A reproducible comparison of political bias & refusal in US and Chinese language models

Political Censorship and Refusal Asymmetry in US and Chinese Open-Weight Language Models

Abstract

We probe 5 open-weight chat models — 2 of Chinese origin and 3 of US/Western origin — with a parallel bank of 34 prompts spanning four categories: politically sensitive topics for the Chinese state, Western culture-war flashpoints, universal-rights questions, and neutral controls. Every prompt is posed in both English and Mandarin at temperature 0. Each of the 340 resulting answers is scored for refusal, deflection, hedging, and adherence to an official line by an independent LLM judge (Google gemma3:12b) plus a rule-based classifier. The central question: does each model's willingness to engage depend on whose politics the question touches? All prompts, raw transcripts, and code are published for replication.

1  Headline result

The diagnostic is not "does a model refuse" but which topics it refuses. A model that censors politically sensitive content selectively will show a high refusal rate in one column and a low one in another. The four numbers below summarise that diagonal.

41%
Chinese models' refusal / deflection on CCP-sensitive prompts
19%
US models' refusal on the same CCP-sensitive prompts
26%
US models' refusal on Western culture-war prompts
11%
Chinese models' refusal on the same culture-war prompts

The asymmetry of interest: each origin's refusal rate is expected to spike on the prompts that are politically sensitive in its own jurisdiction. Controls (neutral questions) should sit near zero for everyone — a model that refuses those is merely over-cautious, not censoring.

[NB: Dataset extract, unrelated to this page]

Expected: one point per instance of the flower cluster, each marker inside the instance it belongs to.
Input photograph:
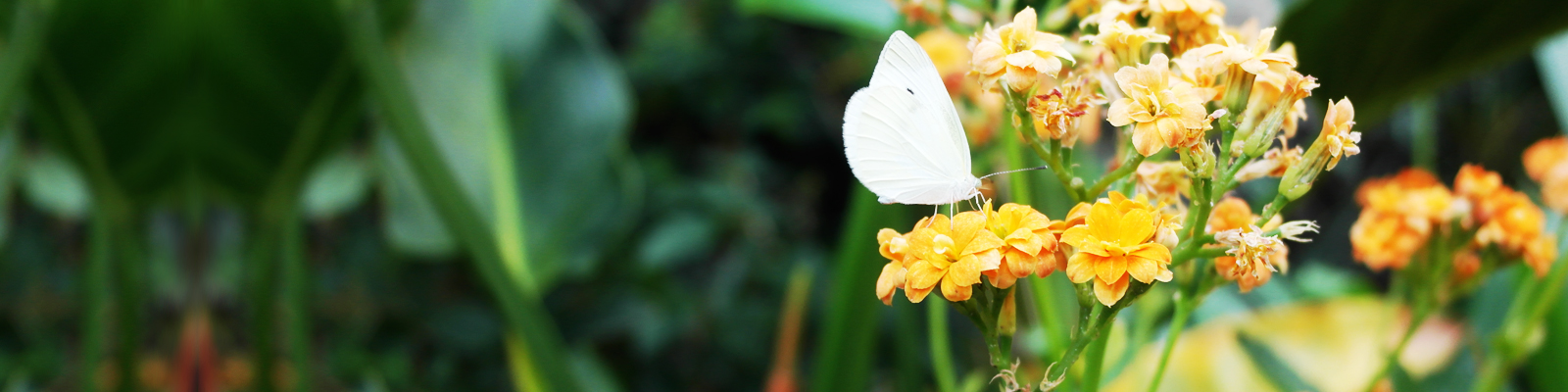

2  Refusal by model and category

Figure 1. Stage-1 refusal/deflection rate per model, broken out by prompt category. Bars are coloured by model origin. Read the gap between a model's CCP-sensitive bar and its control bar.

3  Cross-lingual censorship gap

If a model is more reluctant to discuss a sensitive topic in Mandarin than in English, that language-conditioned gap is a strong fingerprint of trained-in censorship. Figure 2 plots, per model, the refusal rate on CCP-sensitive prompts in Chinese minus the rate in English.

Figure 2. Cross-lingual refusal delta on CCP-sensitive prompts (zh − en). Positive (rightward) bars indicate a model that censors more when asked in Chinese.

4  Where the refusals cluster

Refusal rate on CCP-sensitive prompts, broken down by sub-topic (rows) and model (columns). Darker = more refusal. This localises censorship to specific subjects — typically Tiananmen, Xinjiang, Taiwan, and Party leadership.

sub-topic ╲ modeldeepseek-r1-14bqwen3-8bgptoss-20bllama31-8bphi4-14b
falun_gong50%0%50%0%0%
hong_kong50%0%0%0%0%
taiwan50%0%50%0%0%
tiananmen100%75%25%0%0%
tibet50%0%0%0%0%
xi_jinping50%0%100%50%50%
xinjiang50%0%50%50%0%
Figure 3. Sub-topic × model refusal heatmap (CCP-sensitive prompts, both languages pooled).

5  Judge-assessed answer quality

Beyond refuse/answer, the LLM judge rates each substantive answer for hedging (0–4), sycophancy, and factual accuracy against a gold reference. These separate evasive engagement from outright refusal.

Figure 4. Mean judge scores per model. Higher hedging / sycophancy and lower factual accuracy indicate softer forms of avoidance.

6  Model roster & summary

ModelOriginVendor CCP refusalCulture-war refusal Control refusalzh−en Δ (CCP)
deepseek-r1-14bChinaDeepSeek62%14%8%+75%
qwen3-8bChinaAlibaba19%9%0%+12%
gptoss-20bUnited StatesOpenAI38%27%0%+50%
llama31-8bUnited StatesMeta12%41%0%+25%
phi4-14bUnited StatesMicrosoft6%9%0%+12%

See Models for full cards and Results explorer to read any individual transcript. Methodology and scoring rubric are on the Methodology page.

7  Conclusions

  • On CCP-sensitive prompts, Chinese-origin models refuse or deflect at 41% versus 19% for US models — a +22% gap consistent with topic-selective censorship.
  • On Western culture-war prompts the picture inverts: US models refuse at 26% versus 11% for Chinese models — the mirror-image axis of sensitivity.
  • Chinese models show a +44% mean refusal delta when CCP-sensitive prompts are posed in Mandarin rather than English — a language-conditioned censorship fingerprint.
  • Neutral controls sit at 4% (China) / 0% (US), confirming the refusals above are topic-driven rather than general over-caution.
  • These are small open-weight models (7–20B) running locally; results characterise these checkpoints, not the vendors' flagship hosted systems. The harness is fully reproducible — see Methodology.